敬天齋主人の知識と遊びの部屋

敬天齋主人の知って得する中国ネタ

【牡丹花】VOL.2


●牡丹花(写真左)と葛飾北斎画「牡丹に蝶」

 昨年、瀋陽市園林科学研究院で、樹齢70年を迎える牡丹の模様を伝える報道がありました。北方で70年もの長期間多くの花をつけるのは大変珍しいそうで、5月3日より200ほど開花したそうで、同研究院ではギネス記録への申請を検討しているそうです。
 昔は牡丹と言えば、種からの栽培しか出来ないことから、文字通り「高嶺の花」と呼ばれましたが、戦後、芍薬を使用した接ぎ木が考案され、急速に普及し、今では鉢植えや台木苗という形で市場に出回っています。
 種類も増え、「春牡丹」は4月から5月にかけて開花する一般的な品種、ほかに春と秋の二季咲く「寒牡丹」、1月から2月に開花するよう品種改良した「冬牡丹」があります。
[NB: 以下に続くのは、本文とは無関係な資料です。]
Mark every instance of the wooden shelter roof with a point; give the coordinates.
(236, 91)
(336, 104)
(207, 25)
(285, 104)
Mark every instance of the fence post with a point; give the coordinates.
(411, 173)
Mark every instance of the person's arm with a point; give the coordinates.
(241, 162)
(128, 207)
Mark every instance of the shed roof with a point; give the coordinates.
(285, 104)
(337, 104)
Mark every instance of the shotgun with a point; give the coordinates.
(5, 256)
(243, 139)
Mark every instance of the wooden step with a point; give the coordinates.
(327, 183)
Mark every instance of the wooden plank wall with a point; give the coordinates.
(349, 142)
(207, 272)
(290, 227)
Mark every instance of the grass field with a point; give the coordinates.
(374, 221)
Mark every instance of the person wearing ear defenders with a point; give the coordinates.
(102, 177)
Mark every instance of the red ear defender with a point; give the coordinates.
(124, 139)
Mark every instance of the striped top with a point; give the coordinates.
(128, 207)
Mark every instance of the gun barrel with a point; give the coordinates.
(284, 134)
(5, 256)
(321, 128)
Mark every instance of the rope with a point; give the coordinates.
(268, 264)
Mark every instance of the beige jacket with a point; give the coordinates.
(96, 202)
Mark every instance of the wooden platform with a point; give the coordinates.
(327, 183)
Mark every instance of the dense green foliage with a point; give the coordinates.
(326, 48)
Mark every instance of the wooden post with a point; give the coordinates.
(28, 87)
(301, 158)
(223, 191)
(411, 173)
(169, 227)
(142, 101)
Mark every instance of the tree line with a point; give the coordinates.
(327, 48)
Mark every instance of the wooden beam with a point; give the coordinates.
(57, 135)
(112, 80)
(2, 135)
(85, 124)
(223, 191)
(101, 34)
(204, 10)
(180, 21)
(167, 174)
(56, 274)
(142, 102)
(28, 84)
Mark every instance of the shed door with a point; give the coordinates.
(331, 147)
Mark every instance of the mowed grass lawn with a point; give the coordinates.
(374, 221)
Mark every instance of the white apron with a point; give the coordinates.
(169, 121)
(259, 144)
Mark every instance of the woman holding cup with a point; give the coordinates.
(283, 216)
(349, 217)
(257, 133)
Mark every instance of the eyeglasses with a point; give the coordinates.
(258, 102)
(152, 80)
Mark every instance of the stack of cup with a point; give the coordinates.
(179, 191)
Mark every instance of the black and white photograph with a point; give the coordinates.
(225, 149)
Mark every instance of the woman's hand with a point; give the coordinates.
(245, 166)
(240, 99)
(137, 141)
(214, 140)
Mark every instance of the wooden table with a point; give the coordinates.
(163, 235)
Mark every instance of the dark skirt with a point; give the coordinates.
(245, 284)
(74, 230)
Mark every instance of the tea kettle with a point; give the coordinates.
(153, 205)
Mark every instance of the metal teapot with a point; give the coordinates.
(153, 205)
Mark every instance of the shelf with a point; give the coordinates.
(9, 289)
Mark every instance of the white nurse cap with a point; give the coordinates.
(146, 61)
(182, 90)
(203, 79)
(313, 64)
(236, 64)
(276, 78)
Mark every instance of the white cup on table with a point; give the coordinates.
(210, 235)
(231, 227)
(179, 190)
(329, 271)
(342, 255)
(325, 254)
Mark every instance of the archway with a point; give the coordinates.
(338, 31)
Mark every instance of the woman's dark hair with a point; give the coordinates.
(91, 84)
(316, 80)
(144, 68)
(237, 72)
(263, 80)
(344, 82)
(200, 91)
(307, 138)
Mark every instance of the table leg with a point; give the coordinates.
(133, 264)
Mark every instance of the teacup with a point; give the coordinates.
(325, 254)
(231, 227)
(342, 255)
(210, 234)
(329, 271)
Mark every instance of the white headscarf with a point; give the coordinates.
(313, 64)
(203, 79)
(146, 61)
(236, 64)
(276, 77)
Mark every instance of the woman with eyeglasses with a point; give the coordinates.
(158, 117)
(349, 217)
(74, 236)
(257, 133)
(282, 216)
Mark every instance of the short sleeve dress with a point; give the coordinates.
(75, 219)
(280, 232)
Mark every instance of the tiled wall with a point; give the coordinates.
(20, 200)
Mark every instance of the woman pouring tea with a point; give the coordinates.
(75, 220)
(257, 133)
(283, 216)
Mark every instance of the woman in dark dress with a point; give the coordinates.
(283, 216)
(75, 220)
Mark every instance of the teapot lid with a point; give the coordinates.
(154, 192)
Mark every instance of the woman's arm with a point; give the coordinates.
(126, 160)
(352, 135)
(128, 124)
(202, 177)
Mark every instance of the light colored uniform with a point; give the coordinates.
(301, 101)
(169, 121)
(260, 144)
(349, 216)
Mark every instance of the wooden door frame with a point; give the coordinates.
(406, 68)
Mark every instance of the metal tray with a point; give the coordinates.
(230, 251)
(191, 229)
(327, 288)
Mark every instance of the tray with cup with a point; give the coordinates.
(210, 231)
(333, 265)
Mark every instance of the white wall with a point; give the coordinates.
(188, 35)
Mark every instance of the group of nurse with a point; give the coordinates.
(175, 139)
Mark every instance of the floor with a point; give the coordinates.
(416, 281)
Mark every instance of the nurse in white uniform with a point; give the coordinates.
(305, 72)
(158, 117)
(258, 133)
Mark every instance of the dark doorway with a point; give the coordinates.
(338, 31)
また牡丹は漢方薬としても活躍しており、根の樹皮部分は漢方薬の原料として、「牡丹皮」という名称で、大黄牡丹皮湯、六味地黄丸、八味丸などに用いられています。日本でも薬効成分「ペオノール」は、消炎・止血・鎮痛などに効能があり、薬局で取り扱われています。
 牡丹は、現代中国においても、「和平」と「幸福」、そして「富貴」の象徴として広く国民に愛され続けています。